Magazine Famiglia
Una di quelle domande a cui, su due piedi, non si sa come rispondere: "Papà, che cos'è la felicità?". L'argomento è talmente soggettivo, uno può essere felice per qualcosa che magari non interessa affatto a un altro o che quest'ultimo addirittura disprezza. E allora, che raccontare a un figlio, che per me la felicità è l'occasione di un sorriso, tanto inaspettato quanto improvviso, che può capitare un giorno qualsiasi nel bel mezzo del trambusto assurdo dell'esistenza? Oppure, che la felicità è quando si accorcia la distanza, quasi sempre insormontabile, fra il dove sono e i tanti dove vorrei essere? Dirgli, per esempio, che non mi basta il tempo che ho per fare ciò che vorrei? Che la vita assieme è soltanto lo scarto, solamente questo, di ciò che ci resta al termine della giornata?
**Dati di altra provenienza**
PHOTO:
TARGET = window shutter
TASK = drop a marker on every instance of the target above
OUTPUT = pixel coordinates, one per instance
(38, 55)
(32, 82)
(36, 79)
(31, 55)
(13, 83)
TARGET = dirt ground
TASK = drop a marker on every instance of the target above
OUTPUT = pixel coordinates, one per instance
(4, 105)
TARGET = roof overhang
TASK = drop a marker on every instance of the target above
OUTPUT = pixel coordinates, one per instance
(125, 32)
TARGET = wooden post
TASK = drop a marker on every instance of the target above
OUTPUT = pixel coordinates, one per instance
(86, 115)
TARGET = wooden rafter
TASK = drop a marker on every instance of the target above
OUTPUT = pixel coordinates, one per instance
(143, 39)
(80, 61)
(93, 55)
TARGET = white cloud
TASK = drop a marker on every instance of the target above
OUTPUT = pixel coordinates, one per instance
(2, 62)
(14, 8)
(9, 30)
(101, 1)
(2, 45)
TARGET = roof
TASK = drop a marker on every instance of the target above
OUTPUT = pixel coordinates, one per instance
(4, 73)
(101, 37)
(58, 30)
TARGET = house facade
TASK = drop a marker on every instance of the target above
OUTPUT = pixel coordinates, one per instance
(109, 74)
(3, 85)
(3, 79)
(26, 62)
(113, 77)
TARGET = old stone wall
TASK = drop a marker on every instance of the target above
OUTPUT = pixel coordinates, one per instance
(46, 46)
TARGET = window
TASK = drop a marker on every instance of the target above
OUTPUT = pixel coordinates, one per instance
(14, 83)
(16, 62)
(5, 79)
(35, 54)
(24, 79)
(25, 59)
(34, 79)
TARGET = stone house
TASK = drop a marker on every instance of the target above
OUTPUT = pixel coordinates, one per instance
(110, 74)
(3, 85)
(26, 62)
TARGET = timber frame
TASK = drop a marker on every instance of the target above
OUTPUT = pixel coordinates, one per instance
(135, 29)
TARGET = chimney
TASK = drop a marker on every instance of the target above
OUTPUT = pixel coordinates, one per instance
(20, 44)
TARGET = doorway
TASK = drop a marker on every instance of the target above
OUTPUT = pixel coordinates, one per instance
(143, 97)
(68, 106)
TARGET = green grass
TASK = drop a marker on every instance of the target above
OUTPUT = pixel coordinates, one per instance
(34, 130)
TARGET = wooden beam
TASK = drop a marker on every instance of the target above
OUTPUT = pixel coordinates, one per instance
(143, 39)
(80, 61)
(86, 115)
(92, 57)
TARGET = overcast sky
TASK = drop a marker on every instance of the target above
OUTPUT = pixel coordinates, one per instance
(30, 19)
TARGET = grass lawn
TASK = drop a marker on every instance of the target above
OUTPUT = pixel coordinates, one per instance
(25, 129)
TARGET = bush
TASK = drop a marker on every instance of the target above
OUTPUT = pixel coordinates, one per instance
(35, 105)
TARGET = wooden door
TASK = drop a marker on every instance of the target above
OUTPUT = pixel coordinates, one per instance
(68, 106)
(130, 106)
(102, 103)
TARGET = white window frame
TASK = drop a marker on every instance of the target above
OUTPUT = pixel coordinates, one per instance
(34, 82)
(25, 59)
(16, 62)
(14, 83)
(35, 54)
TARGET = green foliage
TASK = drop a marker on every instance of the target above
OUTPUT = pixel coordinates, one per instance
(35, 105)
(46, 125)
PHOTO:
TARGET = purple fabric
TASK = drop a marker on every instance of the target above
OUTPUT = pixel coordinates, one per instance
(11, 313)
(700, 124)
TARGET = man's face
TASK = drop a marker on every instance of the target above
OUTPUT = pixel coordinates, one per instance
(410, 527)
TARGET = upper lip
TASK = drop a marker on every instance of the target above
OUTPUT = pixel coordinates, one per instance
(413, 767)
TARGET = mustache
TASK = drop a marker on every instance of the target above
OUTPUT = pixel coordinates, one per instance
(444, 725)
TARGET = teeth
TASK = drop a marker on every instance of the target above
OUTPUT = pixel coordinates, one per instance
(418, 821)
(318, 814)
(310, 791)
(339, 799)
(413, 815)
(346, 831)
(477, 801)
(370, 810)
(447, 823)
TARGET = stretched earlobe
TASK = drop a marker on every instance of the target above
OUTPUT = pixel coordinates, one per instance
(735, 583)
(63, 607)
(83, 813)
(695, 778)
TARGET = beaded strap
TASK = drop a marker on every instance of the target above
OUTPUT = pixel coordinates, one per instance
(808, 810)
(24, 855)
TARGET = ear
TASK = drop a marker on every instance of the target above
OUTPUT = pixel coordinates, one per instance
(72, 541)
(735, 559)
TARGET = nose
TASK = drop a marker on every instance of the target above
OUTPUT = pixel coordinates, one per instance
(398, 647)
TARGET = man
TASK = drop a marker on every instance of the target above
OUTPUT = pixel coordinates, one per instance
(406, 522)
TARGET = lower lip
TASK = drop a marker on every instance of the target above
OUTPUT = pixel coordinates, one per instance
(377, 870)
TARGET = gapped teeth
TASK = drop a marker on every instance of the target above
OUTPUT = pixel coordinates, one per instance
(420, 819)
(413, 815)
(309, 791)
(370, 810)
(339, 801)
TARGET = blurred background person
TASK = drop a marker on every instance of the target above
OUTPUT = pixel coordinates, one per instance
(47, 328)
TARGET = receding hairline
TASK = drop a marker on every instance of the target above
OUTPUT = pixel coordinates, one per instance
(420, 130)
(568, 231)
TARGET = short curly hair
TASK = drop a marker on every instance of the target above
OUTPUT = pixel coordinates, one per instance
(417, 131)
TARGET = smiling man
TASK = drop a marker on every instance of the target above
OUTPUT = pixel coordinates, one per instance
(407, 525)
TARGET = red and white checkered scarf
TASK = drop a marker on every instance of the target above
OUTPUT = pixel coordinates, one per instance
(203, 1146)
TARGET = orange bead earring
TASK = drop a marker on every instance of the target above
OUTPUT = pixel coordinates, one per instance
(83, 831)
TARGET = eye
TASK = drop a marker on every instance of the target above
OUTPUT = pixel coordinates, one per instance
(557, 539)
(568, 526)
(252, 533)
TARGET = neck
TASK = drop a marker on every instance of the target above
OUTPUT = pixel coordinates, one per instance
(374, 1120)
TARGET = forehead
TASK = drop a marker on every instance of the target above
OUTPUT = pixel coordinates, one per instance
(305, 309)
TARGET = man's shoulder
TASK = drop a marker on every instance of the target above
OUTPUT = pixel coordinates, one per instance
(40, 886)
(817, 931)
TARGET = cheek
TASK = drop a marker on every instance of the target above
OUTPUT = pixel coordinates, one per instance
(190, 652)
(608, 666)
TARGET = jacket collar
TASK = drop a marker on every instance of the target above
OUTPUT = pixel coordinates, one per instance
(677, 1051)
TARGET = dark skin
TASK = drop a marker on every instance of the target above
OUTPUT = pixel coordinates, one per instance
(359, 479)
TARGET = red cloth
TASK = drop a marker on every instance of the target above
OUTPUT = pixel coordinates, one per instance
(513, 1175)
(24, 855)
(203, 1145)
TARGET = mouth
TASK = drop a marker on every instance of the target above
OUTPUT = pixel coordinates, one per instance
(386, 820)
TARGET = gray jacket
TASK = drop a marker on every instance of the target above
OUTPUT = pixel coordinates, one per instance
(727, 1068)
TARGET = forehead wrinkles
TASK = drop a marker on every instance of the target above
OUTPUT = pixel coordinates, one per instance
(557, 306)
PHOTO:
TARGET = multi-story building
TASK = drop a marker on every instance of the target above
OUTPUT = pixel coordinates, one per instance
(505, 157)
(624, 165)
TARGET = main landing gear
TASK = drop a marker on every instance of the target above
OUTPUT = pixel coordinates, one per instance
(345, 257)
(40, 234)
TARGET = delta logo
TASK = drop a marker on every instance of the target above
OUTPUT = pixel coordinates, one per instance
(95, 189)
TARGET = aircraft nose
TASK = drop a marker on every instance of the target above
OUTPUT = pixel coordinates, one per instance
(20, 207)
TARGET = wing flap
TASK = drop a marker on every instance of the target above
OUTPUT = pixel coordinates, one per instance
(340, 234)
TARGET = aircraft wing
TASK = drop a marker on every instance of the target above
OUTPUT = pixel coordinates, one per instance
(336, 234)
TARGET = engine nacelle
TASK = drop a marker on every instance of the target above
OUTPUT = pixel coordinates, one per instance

Parlargli della mia infelicità, un sentimento in definitiva non più grande, né avvertito con più forza, di quello di ogni altro essere vivente, ma che rimane pur sempre il solo e unico termine di paragone con questa idea o sogno che è la felicità? Come proporgli un contesto così tremendo - l'infelicità - per un argomento che dovrebbe essere, al contrario, il più bello fra tutti? C'è una particolare solitudine che accompagna noi tutti e non è banalmente quella di non avere amici o fratelli o animali con cui parlare o con cui passare il tempo. Siamo fin troppo circondati da voci e i giorni li riempiamo sempre, in un modo o nell'altro. Non viviamo dimenticati nel silenzio, ma persi in un frastuono assordante. La solitudine a cui mi riferisco, invece, è un dialogo mancante con noi stessi o con chi ci è maggiormente vicino. Parole che per esistere dovrebbero fare a meno della voce e delle orecchie e del vento, questo vorrei. Dovrebbe bastare uno sguardo per capirsi ed essere felici e, anche se a volte ciò succede, non è quasi mai così. Viviamo in maniera distratta, so che è inevitabile, e quel che facciamo non è nostro, ma appartiene al giorno che volge al termine, che finisce proprio quando siamo troppo stanchi, perfino per parlarci o per pensare o ricordare. Ma come dire tutte queste cose a un bambino di cinque anni?
Come fargli capire qualcosa di cui non vorrei avesse mai perfino l'occasione di accorgersi?